John Williams - born 1948

Born in Swansea on 14 January 1948, John Albert Norman Williams rode over jumps and, later, exclusively on the Flat. Between 1988 and 1995, he rode 349 winners on the level.

His involvement with horses began with gymkhanas and show-jumping, but being small he was destined for a life in racing. On leaving school he became apprenticed to Fulke Walwyn at Lambourn, but when after a couple of years the promise of rides had not materialised, he returned to his homeland and joined the Morriston, Glamorgan stables of Dr Arthur Jones.

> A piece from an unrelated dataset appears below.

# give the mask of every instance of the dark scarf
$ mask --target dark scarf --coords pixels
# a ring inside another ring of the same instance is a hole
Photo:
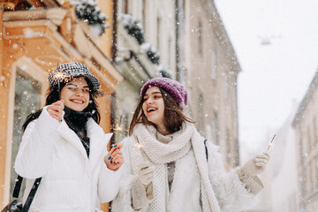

Dr Jones was a man with a reputation for being very fair with his apprentices, and John was soon riding regularly for him. His first winner came on Polyfool in the one-mile Apprentice Selling Handicap at Kempton Park on September 22, 1967.

John began to combine riding under both rules, mainly because Dr Jones had a few jumpers in training and asked John to ride them. His first victory over hurdles came at Newton Abbot on May 7, 1969 on a horse called Roke in the West of England Professional Novice Riders Selling Handicap Hurdle. Three years earlier, Roke had finished second with John in a Wolverhampton apprentices’ race.

Gradually he turned his attentions more towards the winter game and built up a following on the West Country tracks. Operating primarily as a freelance, he was a popular journeyman jump jockey throughout the 1970s, averaging around 15 winners a season but achieving a career-best score of 27 in the 1978/79 campaign.

Among the best horses he rode were Royal Toss (on whom he finished third in the 1971 Whitbread Gold Cup), Otter Way, Bas and Macmillan.

John twice won the Norwegian Grand National. He rode in that race eleven times and was placed in nine of them. He partnered his 1978 Norwegian Grand National winner Trybun in the Colonial Cup at Camden, South Carolina. Unfortunately, the horse broke a blood vessel early on but John nonetheless rated riding in the race among the highlights of his career.

Another of his overseas successes was the Grosser der Speilbank at Hannover, the German equivalent of Cheltenham Gold Cup.

On home soil, he had four mounts in the Grand National itself, the first two of them on Boom Docker. In 1976 they were going well when being brought down at Becher’s second time by the falling leader, Golden Rapper.

The second time was in 1977. At halfway, Boom Docker had jumped impeccably and was 30 lengths clear of the field at halfway, only to refuse at the seventeenth fence when still holding a commanding lead.

John later reflected on the reason for Boom Docket’s refusal. “A loose horse which had fallen first time round passed me going in the opposite direction, and that made up his mind. He started to take off, but with the fence being so wide he was able to actually stop at the base of it. I jumped a few more fences on him and I could still have got back in touch, but then he pulled himself up again going to Becher’s.”

In 1980, John rode Kininvie, who gave him a good ride until being baulked at the 19th fence when Prince Rock refused in front of him. Finally, in 1983 he rode longshot Never Temper with the aim of just getting round, but the horse got tired and refused at the last ditch.

Standing 5ft 2ins and weighing a mere 8st 3lb, John was comfortably able to ride on the Flat as well as over jumps, combining the two from the mid-1970s. He wound down his National Hunt career in the mid-1980s and from then on focussed exclusively on the Flat.

He achieved his two biggest Flat successes on Toby Balding’s sprinter Green Ruby, landing the 1986 runnings of the Stewards Cup and the Ayr Gold Cup. He also won the 1993 Cesarewitch and 1993 Goodwood Stakes on Aahsaylad.

In addition to his four rides in the Grand National, John had the rare distinction of also having ridden the Epsom Derby. He finished thirteenth on Bookcase in 1990 and twelfth on Well Saddled in 1992.

He retired from the saddle in 1993, which gave him more time to indulge in his favourite sporting pastime, golf.